First something about the The Dark Eye, as you probably never heard of it. It’s the German D&D (and/or AD&D) – created in 1984 and still going strong (although I personally only started with the pen & paper RPG in the early 90s and stopped a few years ago) – but people who do or did fantasy role playing in German-speaking countries probably played this and not (A)D&D. This game also has a lot of references, but I think only one single puzzle that was really easy if you knew stuff from the world and maybe hard otherwise, everything else was explained or didn’t matter anyway.
There’s not much to say, I loved this game – and probably not because of the setting, (because while it did have some in-jokes it wasn’t that good of a world-of-The-Dark-Eye experience for the most part) but because I really liked it as an adventure game.
Many of the puzzles were on the easy side and most were just fine in difficulty, but we (played it as a duo) still had to look up roughly 4 solutions.

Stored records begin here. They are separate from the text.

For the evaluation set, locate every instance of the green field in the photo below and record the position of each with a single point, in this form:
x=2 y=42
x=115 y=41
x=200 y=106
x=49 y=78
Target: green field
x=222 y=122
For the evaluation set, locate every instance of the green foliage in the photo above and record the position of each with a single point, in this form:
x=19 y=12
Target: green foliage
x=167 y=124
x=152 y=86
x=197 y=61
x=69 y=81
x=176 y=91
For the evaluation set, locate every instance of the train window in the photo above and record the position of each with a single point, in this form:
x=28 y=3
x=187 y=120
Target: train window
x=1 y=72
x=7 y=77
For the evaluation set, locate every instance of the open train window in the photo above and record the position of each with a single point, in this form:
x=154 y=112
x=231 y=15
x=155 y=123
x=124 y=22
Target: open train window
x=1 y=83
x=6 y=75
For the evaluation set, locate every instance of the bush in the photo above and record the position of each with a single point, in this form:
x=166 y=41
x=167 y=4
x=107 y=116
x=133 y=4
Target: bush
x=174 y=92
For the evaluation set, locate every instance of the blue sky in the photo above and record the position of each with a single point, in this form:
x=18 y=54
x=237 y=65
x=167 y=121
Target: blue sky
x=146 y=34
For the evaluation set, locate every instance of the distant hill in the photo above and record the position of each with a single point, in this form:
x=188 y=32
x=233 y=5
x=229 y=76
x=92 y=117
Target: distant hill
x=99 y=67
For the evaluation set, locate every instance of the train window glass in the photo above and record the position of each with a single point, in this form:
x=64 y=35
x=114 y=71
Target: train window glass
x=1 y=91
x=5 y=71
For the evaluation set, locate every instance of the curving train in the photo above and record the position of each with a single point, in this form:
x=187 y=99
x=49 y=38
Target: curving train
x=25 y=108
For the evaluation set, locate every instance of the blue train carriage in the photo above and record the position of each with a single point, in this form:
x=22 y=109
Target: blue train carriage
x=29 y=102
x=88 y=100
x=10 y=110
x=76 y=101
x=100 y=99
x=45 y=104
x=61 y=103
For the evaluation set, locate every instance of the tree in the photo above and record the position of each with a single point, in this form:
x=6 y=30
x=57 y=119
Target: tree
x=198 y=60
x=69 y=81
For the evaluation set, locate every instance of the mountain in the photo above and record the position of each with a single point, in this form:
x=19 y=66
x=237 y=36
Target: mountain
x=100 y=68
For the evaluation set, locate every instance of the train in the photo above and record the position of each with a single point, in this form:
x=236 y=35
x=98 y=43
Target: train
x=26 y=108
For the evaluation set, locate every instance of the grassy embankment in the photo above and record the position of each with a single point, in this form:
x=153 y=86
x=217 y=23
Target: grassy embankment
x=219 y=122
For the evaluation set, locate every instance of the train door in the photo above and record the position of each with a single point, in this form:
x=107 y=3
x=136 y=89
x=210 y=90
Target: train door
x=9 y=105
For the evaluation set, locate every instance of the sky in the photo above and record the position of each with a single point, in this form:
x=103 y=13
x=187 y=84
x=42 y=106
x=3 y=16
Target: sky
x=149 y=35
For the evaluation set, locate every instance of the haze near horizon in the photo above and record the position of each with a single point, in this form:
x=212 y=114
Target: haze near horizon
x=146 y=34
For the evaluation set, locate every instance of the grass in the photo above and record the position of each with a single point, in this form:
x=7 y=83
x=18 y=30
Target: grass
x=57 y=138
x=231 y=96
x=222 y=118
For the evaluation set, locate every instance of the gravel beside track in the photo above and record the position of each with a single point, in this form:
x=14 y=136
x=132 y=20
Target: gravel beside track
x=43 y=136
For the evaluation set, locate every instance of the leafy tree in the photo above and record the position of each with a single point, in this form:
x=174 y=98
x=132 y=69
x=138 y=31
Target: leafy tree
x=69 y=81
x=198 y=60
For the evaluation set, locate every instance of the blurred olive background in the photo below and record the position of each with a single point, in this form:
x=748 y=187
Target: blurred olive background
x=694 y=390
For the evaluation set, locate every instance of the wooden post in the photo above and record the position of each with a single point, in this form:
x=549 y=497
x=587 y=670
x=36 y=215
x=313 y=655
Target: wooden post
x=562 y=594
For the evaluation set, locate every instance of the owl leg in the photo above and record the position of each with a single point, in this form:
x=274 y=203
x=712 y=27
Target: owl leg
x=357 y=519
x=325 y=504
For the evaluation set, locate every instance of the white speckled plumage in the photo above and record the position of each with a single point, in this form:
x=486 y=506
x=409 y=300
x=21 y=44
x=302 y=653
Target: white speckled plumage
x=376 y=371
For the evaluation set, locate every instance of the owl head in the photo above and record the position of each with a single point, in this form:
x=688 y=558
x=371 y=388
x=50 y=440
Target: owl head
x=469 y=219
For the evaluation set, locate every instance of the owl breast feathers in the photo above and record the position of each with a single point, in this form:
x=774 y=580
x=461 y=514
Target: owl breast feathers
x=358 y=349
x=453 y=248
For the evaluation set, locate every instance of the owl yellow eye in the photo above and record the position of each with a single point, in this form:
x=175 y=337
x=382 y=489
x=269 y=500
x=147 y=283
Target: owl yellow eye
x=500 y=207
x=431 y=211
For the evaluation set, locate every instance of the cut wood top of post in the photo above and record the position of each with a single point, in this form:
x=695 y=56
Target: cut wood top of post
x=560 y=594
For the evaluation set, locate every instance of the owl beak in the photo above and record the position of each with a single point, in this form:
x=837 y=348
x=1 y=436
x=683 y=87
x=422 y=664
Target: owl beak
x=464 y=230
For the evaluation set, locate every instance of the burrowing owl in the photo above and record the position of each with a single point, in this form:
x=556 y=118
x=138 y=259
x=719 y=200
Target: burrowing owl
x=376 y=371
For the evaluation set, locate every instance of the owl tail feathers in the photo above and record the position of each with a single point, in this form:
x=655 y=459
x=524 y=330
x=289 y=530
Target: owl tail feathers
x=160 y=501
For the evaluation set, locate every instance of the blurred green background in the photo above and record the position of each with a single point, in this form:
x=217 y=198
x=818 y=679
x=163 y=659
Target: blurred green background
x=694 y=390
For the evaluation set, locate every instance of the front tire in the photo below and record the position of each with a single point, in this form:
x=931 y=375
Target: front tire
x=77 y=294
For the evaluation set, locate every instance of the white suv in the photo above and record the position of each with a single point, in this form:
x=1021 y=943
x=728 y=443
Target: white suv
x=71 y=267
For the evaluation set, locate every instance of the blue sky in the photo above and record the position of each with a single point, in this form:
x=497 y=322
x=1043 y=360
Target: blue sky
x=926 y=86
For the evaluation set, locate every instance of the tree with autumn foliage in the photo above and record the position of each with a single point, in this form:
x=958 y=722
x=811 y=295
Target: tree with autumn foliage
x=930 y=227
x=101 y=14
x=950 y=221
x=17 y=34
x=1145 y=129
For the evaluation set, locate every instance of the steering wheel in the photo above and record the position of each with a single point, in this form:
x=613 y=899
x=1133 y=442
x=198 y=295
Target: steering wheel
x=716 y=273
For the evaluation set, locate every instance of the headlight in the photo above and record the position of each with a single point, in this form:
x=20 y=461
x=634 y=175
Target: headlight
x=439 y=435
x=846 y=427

One was a UI thing, where the correct thing was in the inventory already, but we managed to miss a right-click to examine it further and the 3 others were classic “I’ve no clue how to continue”.
This was also the first game I played via Steam Streaming (to the laptop in bed), and besides a few sound glitches and a weird resolution (black borders) it was totally fine.
I think the total time /played was 10 hours – which is pretty much a length I like. Managed to get through in roughly 3 evenings without having to spend every waking moment to continue if you want to finish it. Right after that, I started with the sequel, Memoria (Wikipedia).
Summary: Really good game, only criticism was some of the voice acting (played it in German, probably the original language, as Daedalic is a German company) – the main actors were all fine to good, but some of the NPCs were kind of horrible. Need to quickly check the English version if possible.